The risk or a) and/or b) being wrong is significant.
But, in any case, the first question to be asked is how is big money distorting our politics? Potential answer: because the party supported by “big money” will win the election.
In the 2020 cycle “big money” contributions (the top 100 donors in particular) went to the two main parties in a 44/55 split (democrats / republicans) … and the democrats won. In the 2016 cycle the split was 49/50 and the Republicans won …
https://www.opensecrets.org/elections-overview/biggest-donors?cycle=2016&view=fc
It seems (not trying to reach conclusions out of a sample of 2) that most of the “big money” contributions just wash out each other, being evenly distributed among parties. And if not totally balanced, the party getting more donations is, very likely, the one losing the elections … which, could make sense since you tend to spend more when being behind in the polls.
“big money is distorting our politics.” raise much more questions than answers.
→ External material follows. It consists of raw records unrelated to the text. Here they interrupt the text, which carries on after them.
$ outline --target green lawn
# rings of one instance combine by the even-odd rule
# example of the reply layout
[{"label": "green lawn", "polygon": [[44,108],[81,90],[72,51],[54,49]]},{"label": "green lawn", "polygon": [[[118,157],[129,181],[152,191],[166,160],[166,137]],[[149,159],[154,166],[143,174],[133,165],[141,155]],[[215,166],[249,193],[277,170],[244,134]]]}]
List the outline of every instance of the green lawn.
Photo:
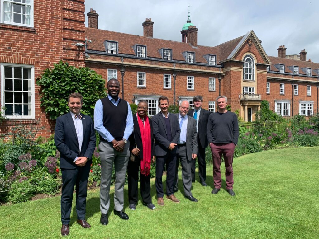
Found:
[{"label": "green lawn", "polygon": [[[193,184],[195,203],[183,197],[181,181],[175,204],[164,199],[157,206],[155,179],[151,181],[151,211],[140,202],[135,211],[125,211],[128,221],[113,213],[111,191],[109,224],[99,223],[99,191],[88,192],[86,219],[92,228],[75,223],[72,210],[68,238],[319,238],[319,147],[287,148],[253,154],[235,159],[235,197],[213,187],[212,167],[207,167],[206,182]],[[223,174],[225,167],[222,167]],[[180,179],[181,177],[180,177]],[[198,180],[198,178],[197,179]],[[60,197],[0,207],[0,238],[61,238]],[[317,229],[316,229],[316,228]]]}]

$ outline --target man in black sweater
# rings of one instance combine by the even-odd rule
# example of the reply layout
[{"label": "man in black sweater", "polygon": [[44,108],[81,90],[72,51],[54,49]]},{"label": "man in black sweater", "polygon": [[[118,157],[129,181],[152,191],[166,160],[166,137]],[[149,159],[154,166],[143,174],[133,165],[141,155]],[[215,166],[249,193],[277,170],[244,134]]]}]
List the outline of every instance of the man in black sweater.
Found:
[{"label": "man in black sweater", "polygon": [[219,96],[216,102],[218,110],[210,115],[207,126],[207,138],[213,157],[214,188],[211,193],[217,194],[221,187],[220,159],[222,154],[226,169],[226,188],[231,196],[234,196],[233,159],[239,135],[237,116],[226,109],[227,98],[225,96]]}]

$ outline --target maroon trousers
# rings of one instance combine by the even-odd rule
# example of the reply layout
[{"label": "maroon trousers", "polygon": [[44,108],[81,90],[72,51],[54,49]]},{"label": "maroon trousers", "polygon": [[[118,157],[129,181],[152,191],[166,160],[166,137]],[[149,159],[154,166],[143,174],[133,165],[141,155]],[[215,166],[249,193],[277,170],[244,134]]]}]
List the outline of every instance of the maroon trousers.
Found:
[{"label": "maroon trousers", "polygon": [[213,157],[213,176],[214,186],[217,188],[221,187],[221,175],[220,174],[220,158],[224,156],[226,169],[226,188],[232,189],[234,184],[233,173],[233,159],[235,150],[234,143],[212,143],[210,144]]}]

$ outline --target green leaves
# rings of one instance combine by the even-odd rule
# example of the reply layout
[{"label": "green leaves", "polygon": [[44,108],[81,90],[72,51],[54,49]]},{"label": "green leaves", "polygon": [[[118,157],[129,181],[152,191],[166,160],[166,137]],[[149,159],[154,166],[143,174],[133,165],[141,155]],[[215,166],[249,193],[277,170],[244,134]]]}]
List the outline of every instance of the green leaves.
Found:
[{"label": "green leaves", "polygon": [[106,96],[105,80],[87,67],[77,68],[60,61],[44,70],[37,84],[42,88],[41,106],[50,119],[55,120],[69,111],[67,98],[72,93],[83,96],[82,112],[93,115],[96,101]]}]

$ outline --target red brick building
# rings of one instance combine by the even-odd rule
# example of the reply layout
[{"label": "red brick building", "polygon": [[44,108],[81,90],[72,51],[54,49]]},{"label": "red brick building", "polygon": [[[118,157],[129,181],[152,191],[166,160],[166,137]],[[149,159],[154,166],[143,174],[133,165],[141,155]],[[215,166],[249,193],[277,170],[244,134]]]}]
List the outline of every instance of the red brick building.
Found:
[{"label": "red brick building", "polygon": [[[285,116],[317,110],[319,63],[307,61],[304,50],[300,60],[286,58],[284,46],[278,57],[268,56],[253,31],[202,46],[189,18],[177,42],[153,38],[151,18],[142,23],[143,36],[99,29],[99,14],[92,9],[85,27],[84,0],[25,2],[0,2],[1,105],[9,118],[26,123],[41,118],[43,135],[53,132],[54,122],[40,106],[36,79],[61,60],[88,67],[106,80],[117,78],[120,97],[130,103],[147,100],[150,115],[158,112],[162,95],[171,104],[186,99],[191,105],[200,95],[203,107],[213,112],[216,98],[225,95],[246,121],[254,120],[263,99]],[[3,123],[1,132],[10,124]]]}]

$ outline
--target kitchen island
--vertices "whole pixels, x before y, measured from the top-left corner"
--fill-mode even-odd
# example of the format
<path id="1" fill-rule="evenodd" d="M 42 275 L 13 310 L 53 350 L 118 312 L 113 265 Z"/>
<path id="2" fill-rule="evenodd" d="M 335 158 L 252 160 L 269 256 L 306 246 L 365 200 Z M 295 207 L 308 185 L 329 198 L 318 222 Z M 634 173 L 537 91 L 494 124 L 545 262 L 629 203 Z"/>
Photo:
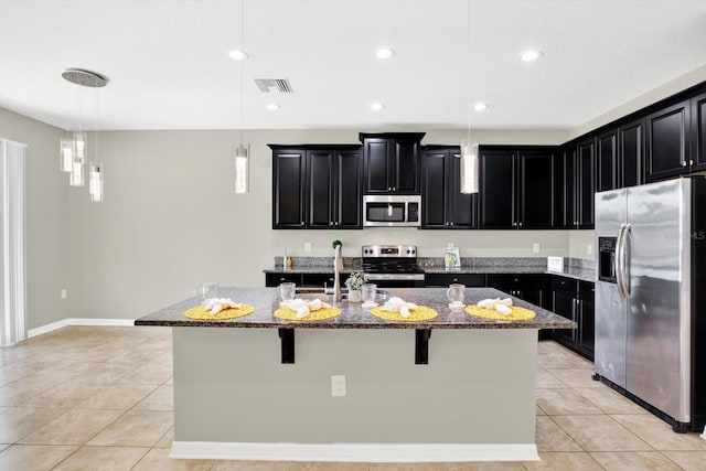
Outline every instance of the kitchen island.
<path id="1" fill-rule="evenodd" d="M 191 298 L 136 321 L 173 331 L 173 458 L 307 461 L 536 460 L 538 329 L 574 322 L 532 309 L 530 321 L 451 310 L 445 289 L 391 289 L 438 312 L 388 322 L 360 303 L 341 315 L 284 321 L 274 288 L 222 288 L 255 307 L 245 318 L 200 321 Z M 313 297 L 306 295 L 302 297 Z M 467 289 L 467 303 L 505 297 Z M 325 299 L 321 295 L 322 299 Z M 332 376 L 336 393 L 332 396 Z M 344 376 L 341 392 L 340 376 Z"/>

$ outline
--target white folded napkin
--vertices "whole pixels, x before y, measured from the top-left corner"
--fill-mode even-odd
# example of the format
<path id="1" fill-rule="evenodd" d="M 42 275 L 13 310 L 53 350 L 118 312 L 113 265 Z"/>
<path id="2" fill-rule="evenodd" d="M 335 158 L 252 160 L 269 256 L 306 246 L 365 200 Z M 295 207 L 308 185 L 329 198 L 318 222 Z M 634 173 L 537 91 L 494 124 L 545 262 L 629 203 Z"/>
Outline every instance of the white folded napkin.
<path id="1" fill-rule="evenodd" d="M 503 315 L 507 315 L 512 312 L 511 306 L 512 306 L 512 299 L 510 298 L 483 299 L 481 301 L 478 301 L 479 308 L 494 309 L 495 311 L 500 312 Z"/>
<path id="2" fill-rule="evenodd" d="M 208 311 L 211 315 L 215 315 L 224 309 L 240 309 L 242 307 L 242 303 L 233 302 L 231 298 L 208 298 L 203 301 L 203 309 Z"/>
<path id="3" fill-rule="evenodd" d="M 417 309 L 417 304 L 414 302 L 406 302 L 402 298 L 392 297 L 387 302 L 385 302 L 383 309 L 388 312 L 399 312 L 399 315 L 406 319 L 409 317 L 409 310 Z"/>
<path id="4" fill-rule="evenodd" d="M 320 299 L 312 299 L 311 301 L 304 301 L 303 299 L 297 298 L 291 301 L 287 301 L 284 303 L 287 308 L 292 311 L 297 311 L 297 319 L 306 318 L 311 313 L 311 311 L 318 311 L 321 308 L 330 308 L 331 306 L 321 301 Z"/>

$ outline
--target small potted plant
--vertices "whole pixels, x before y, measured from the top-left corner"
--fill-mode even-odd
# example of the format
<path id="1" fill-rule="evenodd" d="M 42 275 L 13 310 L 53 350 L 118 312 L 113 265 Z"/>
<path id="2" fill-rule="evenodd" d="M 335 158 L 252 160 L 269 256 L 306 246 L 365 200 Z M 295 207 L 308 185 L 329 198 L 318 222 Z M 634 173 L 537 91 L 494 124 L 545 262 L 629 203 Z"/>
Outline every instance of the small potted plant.
<path id="1" fill-rule="evenodd" d="M 353 271 L 345 280 L 349 288 L 349 302 L 361 302 L 361 288 L 365 285 L 365 274 L 362 271 Z"/>

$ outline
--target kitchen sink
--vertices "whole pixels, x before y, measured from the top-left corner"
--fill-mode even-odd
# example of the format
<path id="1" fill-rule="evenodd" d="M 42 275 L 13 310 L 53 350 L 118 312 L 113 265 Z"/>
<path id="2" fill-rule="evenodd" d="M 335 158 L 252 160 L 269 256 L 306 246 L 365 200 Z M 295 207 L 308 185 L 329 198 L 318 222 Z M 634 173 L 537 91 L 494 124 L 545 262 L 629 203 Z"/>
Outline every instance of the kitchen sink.
<path id="1" fill-rule="evenodd" d="M 333 296 L 331 288 L 327 288 L 325 290 L 321 287 L 297 287 L 297 297 L 302 299 L 315 299 L 319 298 L 322 301 L 330 300 L 330 297 Z M 345 301 L 349 298 L 347 288 L 341 289 L 341 300 Z M 385 302 L 389 299 L 389 291 L 384 289 L 378 289 L 375 296 L 375 302 Z"/>

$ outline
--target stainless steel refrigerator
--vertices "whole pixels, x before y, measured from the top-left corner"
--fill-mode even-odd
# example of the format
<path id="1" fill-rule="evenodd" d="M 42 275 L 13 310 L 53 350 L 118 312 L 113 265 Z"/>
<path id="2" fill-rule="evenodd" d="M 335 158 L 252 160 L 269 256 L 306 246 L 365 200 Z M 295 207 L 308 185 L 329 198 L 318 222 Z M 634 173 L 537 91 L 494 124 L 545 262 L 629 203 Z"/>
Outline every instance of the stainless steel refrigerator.
<path id="1" fill-rule="evenodd" d="M 596 194 L 596 379 L 668 421 L 706 424 L 706 180 Z"/>

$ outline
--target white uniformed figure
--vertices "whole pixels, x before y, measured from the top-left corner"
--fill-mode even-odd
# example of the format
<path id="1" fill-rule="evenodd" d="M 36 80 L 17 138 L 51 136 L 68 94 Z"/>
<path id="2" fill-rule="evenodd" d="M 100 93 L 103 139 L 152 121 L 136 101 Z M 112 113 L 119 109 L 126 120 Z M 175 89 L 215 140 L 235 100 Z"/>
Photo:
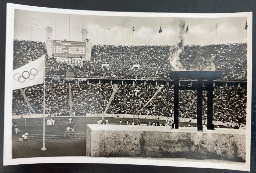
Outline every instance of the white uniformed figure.
<path id="1" fill-rule="evenodd" d="M 18 133 L 18 132 L 23 132 L 23 131 L 20 130 L 20 129 L 19 129 L 17 127 L 15 128 L 15 129 L 14 130 L 15 130 L 15 132 L 16 133 L 16 134 Z"/>
<path id="2" fill-rule="evenodd" d="M 67 128 L 67 132 L 73 132 L 74 131 L 74 129 L 72 129 L 71 127 L 68 127 Z"/>

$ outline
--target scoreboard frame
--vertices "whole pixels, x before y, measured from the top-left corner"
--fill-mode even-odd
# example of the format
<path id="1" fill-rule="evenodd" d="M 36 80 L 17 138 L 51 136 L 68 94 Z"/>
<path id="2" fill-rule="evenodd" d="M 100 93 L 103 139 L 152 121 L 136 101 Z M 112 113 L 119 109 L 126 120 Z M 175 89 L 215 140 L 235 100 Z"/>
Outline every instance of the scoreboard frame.
<path id="1" fill-rule="evenodd" d="M 55 57 L 78 58 L 85 56 L 85 43 L 53 40 L 53 54 Z"/>

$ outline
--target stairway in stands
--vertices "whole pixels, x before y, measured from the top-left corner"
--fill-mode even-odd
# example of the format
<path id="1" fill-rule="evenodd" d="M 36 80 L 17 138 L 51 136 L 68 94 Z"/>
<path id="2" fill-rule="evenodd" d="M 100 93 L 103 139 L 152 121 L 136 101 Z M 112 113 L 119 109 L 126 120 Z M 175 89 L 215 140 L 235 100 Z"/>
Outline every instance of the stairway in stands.
<path id="1" fill-rule="evenodd" d="M 108 101 L 108 104 L 107 105 L 107 106 L 106 106 L 106 108 L 105 108 L 105 110 L 104 111 L 104 112 L 103 113 L 103 114 L 106 114 L 107 113 L 107 111 L 108 111 L 108 108 L 109 107 L 110 104 L 111 104 L 111 102 L 112 102 L 112 101 L 114 98 L 115 94 L 116 94 L 116 90 L 117 89 L 117 86 L 115 86 L 115 88 L 113 90 L 113 92 L 112 93 L 112 94 L 111 94 L 111 96 L 110 96 L 109 100 Z"/>
<path id="2" fill-rule="evenodd" d="M 24 91 L 24 90 L 22 88 L 20 88 L 20 92 L 21 93 L 21 95 L 23 96 L 23 98 L 24 98 L 24 100 L 27 103 L 27 104 L 28 104 L 28 106 L 29 107 L 30 109 L 33 111 L 33 113 L 35 114 L 36 114 L 36 112 L 35 111 L 34 109 L 32 108 L 31 105 L 30 104 L 29 101 L 28 101 L 28 97 L 27 97 L 26 95 L 25 94 L 25 91 Z"/>
<path id="3" fill-rule="evenodd" d="M 71 85 L 68 86 L 68 97 L 69 102 L 68 102 L 69 104 L 69 116 L 72 116 L 73 113 L 72 104 L 73 102 L 72 102 L 72 90 L 71 89 L 72 86 Z"/>
<path id="4" fill-rule="evenodd" d="M 152 97 L 150 98 L 148 102 L 147 102 L 146 103 L 146 104 L 145 104 L 145 105 L 143 106 L 143 107 L 142 107 L 141 108 L 141 109 L 140 109 L 140 110 L 139 111 L 139 112 L 141 110 L 143 109 L 143 108 L 144 108 L 146 106 L 148 105 L 148 104 L 149 102 L 151 102 L 151 101 L 152 100 L 152 99 L 154 98 L 155 96 L 156 96 L 156 94 L 157 94 L 157 93 L 158 93 L 159 91 L 161 91 L 161 90 L 162 89 L 162 88 L 163 87 L 162 87 L 162 86 L 160 86 L 160 87 L 159 87 L 159 88 L 158 88 L 158 89 L 157 89 L 157 91 L 156 91 L 156 93 L 154 94 L 154 95 L 153 95 L 153 96 L 152 96 Z"/>

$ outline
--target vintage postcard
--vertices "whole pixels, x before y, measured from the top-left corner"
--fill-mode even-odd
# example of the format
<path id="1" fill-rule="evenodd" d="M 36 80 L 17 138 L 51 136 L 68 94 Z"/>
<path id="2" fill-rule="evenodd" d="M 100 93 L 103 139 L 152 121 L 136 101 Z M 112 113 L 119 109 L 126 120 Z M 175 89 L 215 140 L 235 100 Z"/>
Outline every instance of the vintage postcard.
<path id="1" fill-rule="evenodd" d="M 251 12 L 7 16 L 4 165 L 250 170 Z"/>

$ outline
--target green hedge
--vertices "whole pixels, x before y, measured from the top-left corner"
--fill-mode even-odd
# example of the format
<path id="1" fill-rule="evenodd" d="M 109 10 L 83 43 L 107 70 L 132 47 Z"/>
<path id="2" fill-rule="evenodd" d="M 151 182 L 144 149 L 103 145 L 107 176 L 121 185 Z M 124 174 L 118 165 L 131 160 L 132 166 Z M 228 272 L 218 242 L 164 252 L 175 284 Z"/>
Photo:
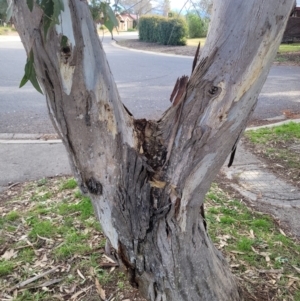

You can even say that “big money” ALLOWS politics. Not clear to me what “politics” is but sure it needs money to “happen” (for parties to have internal organizations, for parties to build “knowledge” on topics, to reach to constituencies …) and part of this money is provided by “big money”.
vince
Feb 11 2022 at 2:42pm
This brings us back to the thorny Citizens United question. Money talks, but is money speech?